B: What’s your favorite place to spend downtime in the city?
Mandel: Oh just at home watching tv with the dog. I play golf a little bit. My favorite thing at night now is just going to bed. I get into bed, the dog hops into the bed and we go to sleep.
B: In 2001, you decided to run for council because the opportunity came up, but why? Just because the circumstances were right?

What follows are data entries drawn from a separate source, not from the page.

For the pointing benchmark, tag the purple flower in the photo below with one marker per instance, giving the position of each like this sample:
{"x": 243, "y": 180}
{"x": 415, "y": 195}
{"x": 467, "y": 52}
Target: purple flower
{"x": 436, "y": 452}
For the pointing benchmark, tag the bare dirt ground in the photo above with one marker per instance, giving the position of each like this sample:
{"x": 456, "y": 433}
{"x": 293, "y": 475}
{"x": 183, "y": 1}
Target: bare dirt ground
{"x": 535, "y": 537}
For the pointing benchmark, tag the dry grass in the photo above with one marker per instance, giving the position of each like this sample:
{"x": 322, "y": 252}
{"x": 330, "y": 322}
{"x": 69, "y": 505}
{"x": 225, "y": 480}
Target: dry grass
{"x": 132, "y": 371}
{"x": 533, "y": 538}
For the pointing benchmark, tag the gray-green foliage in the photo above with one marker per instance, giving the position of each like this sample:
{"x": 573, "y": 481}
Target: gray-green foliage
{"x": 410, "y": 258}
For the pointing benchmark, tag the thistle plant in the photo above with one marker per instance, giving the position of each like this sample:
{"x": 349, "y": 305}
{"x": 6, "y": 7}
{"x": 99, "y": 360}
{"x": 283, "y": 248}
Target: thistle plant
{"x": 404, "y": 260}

Mandel: As I said, I was retired, the circumstances were right, I wanted to lose some weight knocking on doors [laughs] so I did it, and I was lucky enough to win. [But] when I ran for mayor, that was more serious. I just didn’t like what anyone was doing. None of the candidates were talking about the future of this city or what we could do, what we couldn’t do. Why we weren’t doing this, why we weren’t doing that. They were all talking about, always, not doing. Edmonton for too long had not done everything. We hadn’t built a recreation centre, we hadn’t fixed a road, we hadn’t built a new library, we hadn’t invested in anything. We were stagnant and people your age don’t want stagnancy. They want growth. They want opportunity. They want creativity. So why would you stay here?

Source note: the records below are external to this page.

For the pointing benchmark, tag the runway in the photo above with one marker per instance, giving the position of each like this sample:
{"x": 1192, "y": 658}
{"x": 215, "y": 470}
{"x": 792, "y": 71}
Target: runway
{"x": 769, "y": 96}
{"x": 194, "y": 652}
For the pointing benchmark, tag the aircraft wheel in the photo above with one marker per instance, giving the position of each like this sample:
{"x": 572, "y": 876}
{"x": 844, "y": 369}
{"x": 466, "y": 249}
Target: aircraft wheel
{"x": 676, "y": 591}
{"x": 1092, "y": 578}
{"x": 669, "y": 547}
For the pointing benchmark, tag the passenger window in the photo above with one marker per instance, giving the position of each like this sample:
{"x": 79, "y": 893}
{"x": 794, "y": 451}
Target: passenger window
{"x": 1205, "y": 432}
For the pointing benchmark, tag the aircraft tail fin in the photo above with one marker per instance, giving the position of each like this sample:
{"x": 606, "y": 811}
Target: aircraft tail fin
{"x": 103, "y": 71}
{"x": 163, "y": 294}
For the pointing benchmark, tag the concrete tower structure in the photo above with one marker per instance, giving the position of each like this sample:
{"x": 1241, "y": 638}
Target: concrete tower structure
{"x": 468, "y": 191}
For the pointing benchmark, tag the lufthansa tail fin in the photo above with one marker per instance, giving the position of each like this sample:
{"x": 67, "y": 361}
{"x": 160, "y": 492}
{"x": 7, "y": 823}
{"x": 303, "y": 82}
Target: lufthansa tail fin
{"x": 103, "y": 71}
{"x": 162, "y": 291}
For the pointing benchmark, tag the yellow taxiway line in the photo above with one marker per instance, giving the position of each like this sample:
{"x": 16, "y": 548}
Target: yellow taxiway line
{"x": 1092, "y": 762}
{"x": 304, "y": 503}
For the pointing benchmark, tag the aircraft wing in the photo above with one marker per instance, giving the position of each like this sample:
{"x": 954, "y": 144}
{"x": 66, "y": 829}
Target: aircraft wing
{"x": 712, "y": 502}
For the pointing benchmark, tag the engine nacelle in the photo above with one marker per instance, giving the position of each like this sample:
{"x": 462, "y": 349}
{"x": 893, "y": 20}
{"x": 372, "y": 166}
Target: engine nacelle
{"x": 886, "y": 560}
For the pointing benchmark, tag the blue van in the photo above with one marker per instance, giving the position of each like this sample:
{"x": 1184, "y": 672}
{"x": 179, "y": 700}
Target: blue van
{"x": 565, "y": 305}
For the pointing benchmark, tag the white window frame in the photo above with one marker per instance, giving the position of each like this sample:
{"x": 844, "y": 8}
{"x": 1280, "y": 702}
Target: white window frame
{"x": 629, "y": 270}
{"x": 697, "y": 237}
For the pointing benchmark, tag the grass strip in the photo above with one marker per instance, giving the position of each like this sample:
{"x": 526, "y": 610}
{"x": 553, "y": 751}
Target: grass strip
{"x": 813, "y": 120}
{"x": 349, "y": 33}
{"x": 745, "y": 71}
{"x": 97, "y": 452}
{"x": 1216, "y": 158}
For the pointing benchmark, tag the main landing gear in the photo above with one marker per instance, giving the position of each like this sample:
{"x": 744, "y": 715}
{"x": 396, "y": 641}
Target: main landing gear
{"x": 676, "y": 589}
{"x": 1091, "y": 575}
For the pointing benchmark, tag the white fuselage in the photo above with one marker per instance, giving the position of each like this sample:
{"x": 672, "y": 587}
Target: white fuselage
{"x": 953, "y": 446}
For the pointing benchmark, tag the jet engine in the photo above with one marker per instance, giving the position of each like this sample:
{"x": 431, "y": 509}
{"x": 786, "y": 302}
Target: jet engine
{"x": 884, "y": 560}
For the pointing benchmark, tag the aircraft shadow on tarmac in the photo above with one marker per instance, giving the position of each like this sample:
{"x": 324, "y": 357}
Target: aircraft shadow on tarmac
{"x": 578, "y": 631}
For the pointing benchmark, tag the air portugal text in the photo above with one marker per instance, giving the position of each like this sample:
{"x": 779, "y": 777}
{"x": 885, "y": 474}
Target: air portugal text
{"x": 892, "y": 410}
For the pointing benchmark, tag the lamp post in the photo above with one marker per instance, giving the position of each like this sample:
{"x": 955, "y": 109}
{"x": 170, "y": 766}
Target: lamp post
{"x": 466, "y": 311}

So we’ve invested a lot of money. […] For the province to match us [proportional to their budget] they’d have to give five-hundred million dollars in the arts. Right now they’re giving twenty-eight million. Arts are very important in the community. They’re important for enjoyment. My wife and I love the symphony. But it’s about creating a quality of life that people like. The arts are just as much [about] having a good concert at Rexall or having a bar that’s going to have a jazz group. That’s still quality of life, that’s no different than going to the symphony. I mean I prefer the symphony, but it’s about creating that eclectic environment people want to live in.

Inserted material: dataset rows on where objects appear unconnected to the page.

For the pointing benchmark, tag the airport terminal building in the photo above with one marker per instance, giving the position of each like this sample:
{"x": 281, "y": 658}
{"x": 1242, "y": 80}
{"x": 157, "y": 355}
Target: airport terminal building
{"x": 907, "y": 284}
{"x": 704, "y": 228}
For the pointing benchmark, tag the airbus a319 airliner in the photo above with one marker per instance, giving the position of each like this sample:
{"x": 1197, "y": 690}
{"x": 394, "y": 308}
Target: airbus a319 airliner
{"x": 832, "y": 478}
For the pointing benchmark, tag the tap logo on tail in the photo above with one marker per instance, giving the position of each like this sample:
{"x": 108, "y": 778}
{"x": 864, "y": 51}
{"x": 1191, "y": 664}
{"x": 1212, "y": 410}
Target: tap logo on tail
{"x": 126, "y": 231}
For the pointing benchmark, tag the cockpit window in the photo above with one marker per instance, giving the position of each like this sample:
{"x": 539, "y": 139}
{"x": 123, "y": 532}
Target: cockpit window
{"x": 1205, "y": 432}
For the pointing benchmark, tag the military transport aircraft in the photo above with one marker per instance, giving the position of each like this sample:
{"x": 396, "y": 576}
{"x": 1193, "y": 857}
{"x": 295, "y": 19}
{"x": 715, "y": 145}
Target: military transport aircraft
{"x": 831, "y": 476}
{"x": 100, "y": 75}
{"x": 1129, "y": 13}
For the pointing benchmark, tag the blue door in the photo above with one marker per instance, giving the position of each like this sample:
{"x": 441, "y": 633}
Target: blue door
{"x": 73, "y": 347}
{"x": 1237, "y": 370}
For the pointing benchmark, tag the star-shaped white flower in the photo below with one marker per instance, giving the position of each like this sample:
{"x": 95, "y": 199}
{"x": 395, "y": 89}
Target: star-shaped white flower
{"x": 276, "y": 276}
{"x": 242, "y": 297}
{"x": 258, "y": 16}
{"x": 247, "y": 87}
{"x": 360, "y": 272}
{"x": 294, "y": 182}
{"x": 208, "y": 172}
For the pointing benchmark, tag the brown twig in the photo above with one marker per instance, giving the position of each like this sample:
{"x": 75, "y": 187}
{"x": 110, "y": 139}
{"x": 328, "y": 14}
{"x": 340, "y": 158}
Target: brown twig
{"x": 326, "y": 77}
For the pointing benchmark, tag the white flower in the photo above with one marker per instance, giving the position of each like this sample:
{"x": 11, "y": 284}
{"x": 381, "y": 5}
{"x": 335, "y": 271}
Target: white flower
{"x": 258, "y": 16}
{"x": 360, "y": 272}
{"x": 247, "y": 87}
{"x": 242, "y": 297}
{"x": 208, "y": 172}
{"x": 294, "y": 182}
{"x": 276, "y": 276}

B: What else would you say if you could speak directly to university students?
Mandel: We love you! Have fun! Enjoy yourselves! You get old quick. Don’t lose the thought of building a good life, but have a good life while you’re doing it. Don’t be so serious. Students are more serious than when I was going to school. […] There’s nothing better than being a student. What better life is there? You get up, study a little bit. It’s a great life. At some point in time you have to go to work but there’s nothing better than being a student. The intellectual environment, having fun.
B: What was your masters’ thesis?
Mandel: Content analysis of the Cuban revolution. I looked at how different newspapers interpreted events as opinion leaders on the Cuban revolution before and after the revolution. Castro, leading up to, and after the revolution. I’ve still got a copy of it at home. No-one’s ever read it but me and my advisors. I was enrolled in the PhD program at Dalhousie but I was tired of school and wanted to get married.
B: Is that where you met Lynn?
Mandel: No, I met her in Windsor. […] Lynn was a professional dancer. She was in Toronto, an incredible dancer. She was on shows like The Pig and Whistle and then she was on different tv specials and she had her own ballet school. At the CN exhibition she was in the chorus line. She did some stage production.
B: Are you glad you did your masters’?
Mandel: I flipped a coin between Sociology and Political Science. I just wanted to be back in school. I wasn’t ready to settle down and to work. I wanted to kind of get a sense of life. I loved it. It was a great time. Did it in the early 70’s not far off of the Quebec referendums and fighting with the FLQ, and all of the stuff in Eastern Europe, and Russia, and the States, and Czechoslovakia. All kinds of things. China was emerging, the Vietnam war. But it was a good time. I loved it.